Infinite Redirect To Login Page instead of going to Callback Page With Auth Code

Questions OAuth/OIDC
1

Hi There,

Code
Code1104×414 42 KB

I have this function which returns challenge and goes to Callback function(not shown here).
However Callback function call is initiated with code and state(seen in the browser console), but shows 302 redirect error.

Browser
Browser1875×537 43.9 KB

OIDC_Settings
OIDC_Settings1059×539 93 KB

The callback would get hit if we remove the ASP IdentityCore Package from Project, when this package is removed, then HttpContext.User.Identity.IsAuthenticated be true and everything works fine as expected, hitting the callback function with code.
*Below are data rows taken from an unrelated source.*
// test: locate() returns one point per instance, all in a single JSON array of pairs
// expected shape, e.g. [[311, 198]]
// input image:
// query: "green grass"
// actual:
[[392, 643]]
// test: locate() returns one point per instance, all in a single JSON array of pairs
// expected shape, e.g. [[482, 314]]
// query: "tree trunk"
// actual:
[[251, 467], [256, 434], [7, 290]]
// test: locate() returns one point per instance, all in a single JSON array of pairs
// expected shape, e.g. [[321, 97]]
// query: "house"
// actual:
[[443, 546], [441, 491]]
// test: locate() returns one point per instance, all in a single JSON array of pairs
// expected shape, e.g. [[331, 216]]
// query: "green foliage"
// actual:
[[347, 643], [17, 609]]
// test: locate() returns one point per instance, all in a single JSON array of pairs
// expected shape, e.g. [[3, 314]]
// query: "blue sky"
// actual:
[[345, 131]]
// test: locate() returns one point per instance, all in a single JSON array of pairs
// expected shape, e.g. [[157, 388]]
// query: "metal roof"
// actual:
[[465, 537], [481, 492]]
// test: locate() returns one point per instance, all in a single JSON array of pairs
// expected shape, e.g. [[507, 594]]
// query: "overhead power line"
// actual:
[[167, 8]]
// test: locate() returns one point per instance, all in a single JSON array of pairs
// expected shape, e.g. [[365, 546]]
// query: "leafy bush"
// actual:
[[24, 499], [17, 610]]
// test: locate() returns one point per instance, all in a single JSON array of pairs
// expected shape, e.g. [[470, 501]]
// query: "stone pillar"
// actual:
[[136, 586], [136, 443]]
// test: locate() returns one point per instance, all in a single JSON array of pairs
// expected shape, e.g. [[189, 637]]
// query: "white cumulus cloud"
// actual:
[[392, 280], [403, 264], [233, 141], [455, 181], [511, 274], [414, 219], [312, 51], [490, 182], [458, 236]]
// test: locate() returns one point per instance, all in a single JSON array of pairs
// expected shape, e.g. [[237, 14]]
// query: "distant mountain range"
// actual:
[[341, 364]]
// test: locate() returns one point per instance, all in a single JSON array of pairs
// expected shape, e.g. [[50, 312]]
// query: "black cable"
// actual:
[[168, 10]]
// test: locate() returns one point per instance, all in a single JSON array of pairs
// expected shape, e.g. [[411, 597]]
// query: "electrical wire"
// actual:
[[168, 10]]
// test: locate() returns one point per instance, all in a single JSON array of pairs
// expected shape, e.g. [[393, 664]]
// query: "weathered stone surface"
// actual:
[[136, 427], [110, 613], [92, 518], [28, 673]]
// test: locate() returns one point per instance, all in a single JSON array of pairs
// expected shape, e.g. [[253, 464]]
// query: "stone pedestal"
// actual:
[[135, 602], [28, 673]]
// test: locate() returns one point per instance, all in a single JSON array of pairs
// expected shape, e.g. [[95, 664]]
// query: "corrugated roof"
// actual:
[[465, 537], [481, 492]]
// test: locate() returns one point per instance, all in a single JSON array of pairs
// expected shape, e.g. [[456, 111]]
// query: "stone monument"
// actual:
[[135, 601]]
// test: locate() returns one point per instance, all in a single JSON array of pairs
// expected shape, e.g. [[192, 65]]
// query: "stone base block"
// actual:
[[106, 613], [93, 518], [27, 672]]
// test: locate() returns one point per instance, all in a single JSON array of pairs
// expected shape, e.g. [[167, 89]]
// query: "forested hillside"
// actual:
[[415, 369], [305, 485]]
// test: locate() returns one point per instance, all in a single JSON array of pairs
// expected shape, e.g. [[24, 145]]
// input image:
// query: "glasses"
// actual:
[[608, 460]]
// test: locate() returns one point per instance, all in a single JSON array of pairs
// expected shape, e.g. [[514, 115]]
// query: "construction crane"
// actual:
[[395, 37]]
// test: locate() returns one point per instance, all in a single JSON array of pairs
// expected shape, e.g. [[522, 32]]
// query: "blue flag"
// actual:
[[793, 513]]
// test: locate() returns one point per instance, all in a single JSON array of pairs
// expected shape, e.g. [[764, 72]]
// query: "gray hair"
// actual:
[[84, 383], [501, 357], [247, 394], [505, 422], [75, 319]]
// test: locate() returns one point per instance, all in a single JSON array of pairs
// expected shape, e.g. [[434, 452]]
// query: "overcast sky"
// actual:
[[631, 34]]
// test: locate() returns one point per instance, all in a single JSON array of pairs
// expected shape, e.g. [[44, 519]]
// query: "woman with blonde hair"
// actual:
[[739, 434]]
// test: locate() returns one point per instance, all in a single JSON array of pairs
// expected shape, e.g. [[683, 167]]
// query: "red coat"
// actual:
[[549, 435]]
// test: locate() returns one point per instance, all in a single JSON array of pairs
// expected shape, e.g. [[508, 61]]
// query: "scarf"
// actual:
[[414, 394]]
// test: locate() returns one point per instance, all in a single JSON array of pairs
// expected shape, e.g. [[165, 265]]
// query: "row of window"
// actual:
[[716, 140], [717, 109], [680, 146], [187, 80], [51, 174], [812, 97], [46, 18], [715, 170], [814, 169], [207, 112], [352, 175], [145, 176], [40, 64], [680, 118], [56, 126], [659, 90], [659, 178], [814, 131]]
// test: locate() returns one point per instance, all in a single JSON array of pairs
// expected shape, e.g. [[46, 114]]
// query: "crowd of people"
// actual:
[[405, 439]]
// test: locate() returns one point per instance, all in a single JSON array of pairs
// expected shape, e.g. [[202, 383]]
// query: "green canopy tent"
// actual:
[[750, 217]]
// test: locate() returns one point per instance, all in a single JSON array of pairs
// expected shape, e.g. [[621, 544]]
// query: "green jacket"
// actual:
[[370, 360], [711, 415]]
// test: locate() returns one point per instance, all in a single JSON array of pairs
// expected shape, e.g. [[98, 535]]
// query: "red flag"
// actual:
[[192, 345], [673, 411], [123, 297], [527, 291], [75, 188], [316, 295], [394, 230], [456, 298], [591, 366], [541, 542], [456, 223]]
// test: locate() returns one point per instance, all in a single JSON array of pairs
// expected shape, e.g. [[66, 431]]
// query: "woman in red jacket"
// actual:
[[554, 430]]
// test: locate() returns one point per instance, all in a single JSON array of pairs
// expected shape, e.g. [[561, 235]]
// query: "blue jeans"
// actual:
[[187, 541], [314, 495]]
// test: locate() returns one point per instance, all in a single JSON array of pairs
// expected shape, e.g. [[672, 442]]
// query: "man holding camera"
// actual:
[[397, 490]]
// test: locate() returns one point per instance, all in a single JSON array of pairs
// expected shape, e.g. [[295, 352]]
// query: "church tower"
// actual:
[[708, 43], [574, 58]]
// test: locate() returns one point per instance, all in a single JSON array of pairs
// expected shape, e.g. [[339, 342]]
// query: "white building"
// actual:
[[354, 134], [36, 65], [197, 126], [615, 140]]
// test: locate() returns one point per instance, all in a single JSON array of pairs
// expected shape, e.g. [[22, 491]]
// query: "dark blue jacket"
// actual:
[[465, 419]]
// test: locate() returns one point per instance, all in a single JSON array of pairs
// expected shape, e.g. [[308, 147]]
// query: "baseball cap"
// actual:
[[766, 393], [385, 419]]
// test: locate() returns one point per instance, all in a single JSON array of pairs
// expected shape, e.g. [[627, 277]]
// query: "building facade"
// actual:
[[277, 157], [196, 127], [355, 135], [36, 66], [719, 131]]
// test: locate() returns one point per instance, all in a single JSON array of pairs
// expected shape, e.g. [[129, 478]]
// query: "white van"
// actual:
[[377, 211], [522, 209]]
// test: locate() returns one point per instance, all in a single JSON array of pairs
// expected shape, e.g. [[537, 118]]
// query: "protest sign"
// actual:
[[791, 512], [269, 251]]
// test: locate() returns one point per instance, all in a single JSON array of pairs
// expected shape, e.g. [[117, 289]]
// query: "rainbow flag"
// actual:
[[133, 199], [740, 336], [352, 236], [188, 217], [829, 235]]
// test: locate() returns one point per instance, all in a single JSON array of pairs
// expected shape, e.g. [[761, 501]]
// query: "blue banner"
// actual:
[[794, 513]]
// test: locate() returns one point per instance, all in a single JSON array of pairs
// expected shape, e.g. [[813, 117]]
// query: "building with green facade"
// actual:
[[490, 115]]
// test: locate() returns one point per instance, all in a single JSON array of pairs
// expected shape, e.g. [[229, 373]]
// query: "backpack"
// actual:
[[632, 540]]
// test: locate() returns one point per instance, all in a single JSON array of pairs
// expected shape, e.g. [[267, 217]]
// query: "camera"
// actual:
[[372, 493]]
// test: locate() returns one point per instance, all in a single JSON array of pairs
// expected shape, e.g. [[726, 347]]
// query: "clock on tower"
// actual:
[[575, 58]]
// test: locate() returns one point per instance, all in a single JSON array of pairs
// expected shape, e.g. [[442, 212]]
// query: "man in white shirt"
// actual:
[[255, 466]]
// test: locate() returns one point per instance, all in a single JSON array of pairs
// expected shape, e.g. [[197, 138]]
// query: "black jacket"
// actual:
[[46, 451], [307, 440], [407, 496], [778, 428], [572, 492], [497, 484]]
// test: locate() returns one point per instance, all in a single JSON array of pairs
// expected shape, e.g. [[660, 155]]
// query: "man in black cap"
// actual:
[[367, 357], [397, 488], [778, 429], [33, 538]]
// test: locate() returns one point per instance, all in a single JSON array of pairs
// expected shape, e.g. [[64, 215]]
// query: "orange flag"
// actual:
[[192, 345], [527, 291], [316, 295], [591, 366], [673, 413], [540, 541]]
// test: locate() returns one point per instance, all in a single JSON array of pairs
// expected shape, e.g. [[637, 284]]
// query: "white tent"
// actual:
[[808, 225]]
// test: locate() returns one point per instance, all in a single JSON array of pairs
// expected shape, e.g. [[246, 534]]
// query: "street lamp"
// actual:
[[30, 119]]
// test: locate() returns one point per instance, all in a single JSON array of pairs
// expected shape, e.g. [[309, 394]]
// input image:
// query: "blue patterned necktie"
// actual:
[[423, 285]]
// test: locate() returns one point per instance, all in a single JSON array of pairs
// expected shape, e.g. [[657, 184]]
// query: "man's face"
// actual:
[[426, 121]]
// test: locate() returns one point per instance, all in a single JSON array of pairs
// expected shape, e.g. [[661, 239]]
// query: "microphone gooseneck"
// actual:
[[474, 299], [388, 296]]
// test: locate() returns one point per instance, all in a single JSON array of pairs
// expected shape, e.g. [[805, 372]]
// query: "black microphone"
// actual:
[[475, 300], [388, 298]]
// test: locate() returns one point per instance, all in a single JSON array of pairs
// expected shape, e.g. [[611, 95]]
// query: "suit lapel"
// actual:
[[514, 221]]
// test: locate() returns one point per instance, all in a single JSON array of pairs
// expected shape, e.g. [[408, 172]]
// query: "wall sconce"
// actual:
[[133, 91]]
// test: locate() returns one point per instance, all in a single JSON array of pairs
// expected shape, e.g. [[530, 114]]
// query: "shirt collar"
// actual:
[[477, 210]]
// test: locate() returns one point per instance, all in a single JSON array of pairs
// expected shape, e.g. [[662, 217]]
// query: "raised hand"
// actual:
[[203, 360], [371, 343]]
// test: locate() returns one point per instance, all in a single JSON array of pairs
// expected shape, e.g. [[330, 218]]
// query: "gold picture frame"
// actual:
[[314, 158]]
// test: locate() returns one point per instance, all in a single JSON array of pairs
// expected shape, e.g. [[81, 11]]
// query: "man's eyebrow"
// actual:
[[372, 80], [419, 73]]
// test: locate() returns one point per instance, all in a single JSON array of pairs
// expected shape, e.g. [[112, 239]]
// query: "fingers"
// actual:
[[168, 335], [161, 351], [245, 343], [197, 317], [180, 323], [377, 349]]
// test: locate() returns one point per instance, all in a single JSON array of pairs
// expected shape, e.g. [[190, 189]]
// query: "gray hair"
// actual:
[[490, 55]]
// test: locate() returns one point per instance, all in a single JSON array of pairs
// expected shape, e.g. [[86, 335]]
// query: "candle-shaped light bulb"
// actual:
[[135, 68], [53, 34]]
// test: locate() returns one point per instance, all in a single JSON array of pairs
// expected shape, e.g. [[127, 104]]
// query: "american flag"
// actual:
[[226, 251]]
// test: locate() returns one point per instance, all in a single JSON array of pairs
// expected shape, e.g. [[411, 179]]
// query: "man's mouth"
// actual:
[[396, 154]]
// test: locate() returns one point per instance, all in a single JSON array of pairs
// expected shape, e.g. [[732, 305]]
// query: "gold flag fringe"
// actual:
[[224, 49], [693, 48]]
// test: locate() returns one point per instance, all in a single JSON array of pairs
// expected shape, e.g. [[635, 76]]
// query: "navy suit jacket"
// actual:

However I want to implement custom login as well(for users/clients who doesnt want Login through Okta). Can anybody help, its been few and it is really frustating that I couldnt find anything such as Okta Initiated login flow and normal login flow through same web application anywhere. Please post if there is any…

2

Hi @anishme,

Instead of using .AddCookie()

Try:

.AddCookie(options => { options.Cookie.SameSite = SameSiteMode.None; options.Cookie.SecurePolicy = CookieSecurePolicy.Always; options.Cookie.IsEssential = true; });

It looks like the polices are not setup and the default values are causing the loop.

1 Like
3

Hey Regis,

Thanks for the suggestion as I atleast came to know the cause of issue about the issue but it is still not working.
Actually, I am using Asp Identity for Custom traditional Login(with Cookie Authentication) and the cookie settings is registered for it as well(shown below screen).
Its really wierd that not much resources are found when we try to use Mixed Mode of Authentication, where we want traditional login and Okta initiated login both with Dot Net Core MVC Application.

image
image878×95 14.9 KB

4

When setting the cookie, you should set the samesite policy to None:

  • Cookies without SameSite header are treated as SameSite=Lax by default.
  • SameSite=None must be used to allow cross-site cookie use.
1 Like
5

I’m working in the exact same issue - login using OKTA or login using AspNet Identity.
My code also goes through the same infinite loop.

I followed thia guide

Then I setup aspnet identity, scaffolded the login page.
Login via aspnet works perfectly.

In my code ‘if’ I remove “builder.Services.AddDefaultIdentity” the infinite loop goes away and OKTA signin works, but then I lose aspnet login.

Is there any definitive solution to this?

6

Hi there,

I used following for a work around.
You can try this:

image
image1055×248 55.6 KB

7

This topic was automatically closed 30 days after the last reply. New replies are no longer allowed.